To find the height of an overhead power line, you throw a ball straight upward. The ball passes the line on the way up after 0.65 s, and passes it again on the way down 1.9 s after it was tossed.
(a) What is the height of the power line? (m)
(b) What is the initial speed of the ball? (m/s)
To find the height of the overhead power line and the initial speed of the ball, we can use the equations of motion for vertically thrown objects.
Let's start with part (a), finding the height of the power line:
1. First, we need to find the time it took for the ball to reach its highest point. Since the ball passed the power line on the way up after 0.65 s, the time to the highest point would be half of that, which is 0.65 s / 2 = 0.325 s.
2. Next, we can use the formula for the height at a given time for an object in free fall: h(t) = v₀t - (1/2)gt², where h is the height, v₀ is the initial velocity, t is the time, and g is the acceleration due to gravity (-9.8 m/s²).
With the known values from the problem, our equation becomes:
h(0.325 s) = v₀(0.325 s) - (1/2)(9.8 m/s²)(0.325 s)²
3. Rearranging the equation, we get:
h(0.325 s) = (v₀(0.325 s)) - (0.164 m/s²)(0.105625 s²)
h(0.325 s) = 0.105625v₀ - 0.001737359375 m
Now, we can use the information that the ball passes the power line again on the way down 1.9 s after it was tossed.
4. At this point, the total time would be 1.9 s + 0.325 s = 2.225 s.
Again, using the equation for height at a given time, we have:
h(2.225 s) = 0.105625v₀ - 0.001737359375 m
5. Since the height of the power line remains the same, we can set the two equations equal to each other:
0.105625v₀ - 0.001737359375 m = 0.105625v₀ - 0.001737359375 m
The units on both sides cancel, leaving us with:
0.105625v₀ = 0.105625v₀
We see that the equation is satisfied for any value of v₀, meaning that the height does not depend on the initial velocity.

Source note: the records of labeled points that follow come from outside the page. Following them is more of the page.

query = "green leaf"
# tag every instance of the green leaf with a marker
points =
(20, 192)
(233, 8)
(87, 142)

6. Therefore, to find the height of the power line, we can choose either equation. Let's use the first equation:
h(0.325 s) = 0.105625v₀ - 0.001737359375 m
Plugging in the values:
0.001737359375 m = 0.105625v₀ - 0.001737359375 m
Simplifying the equation, we get:
2 * 0.001737359375 m = 0.105625v₀
0.00347471875 m = 0.105625v₀
v₀ = 0.00347471875 m / 0.105625
7. Calculating v₀:
v₀ ≈ 0.033 m/s
So, the height of the power line is 0.00347471875 m, and the initial speed of the ball is approximately 0.033 m/s.
Note: In this problem, the height of the overhead power line is given relative to the initial position of the thrown ball. If a reference point for the ground level is provided, the height can be calculated accordingly.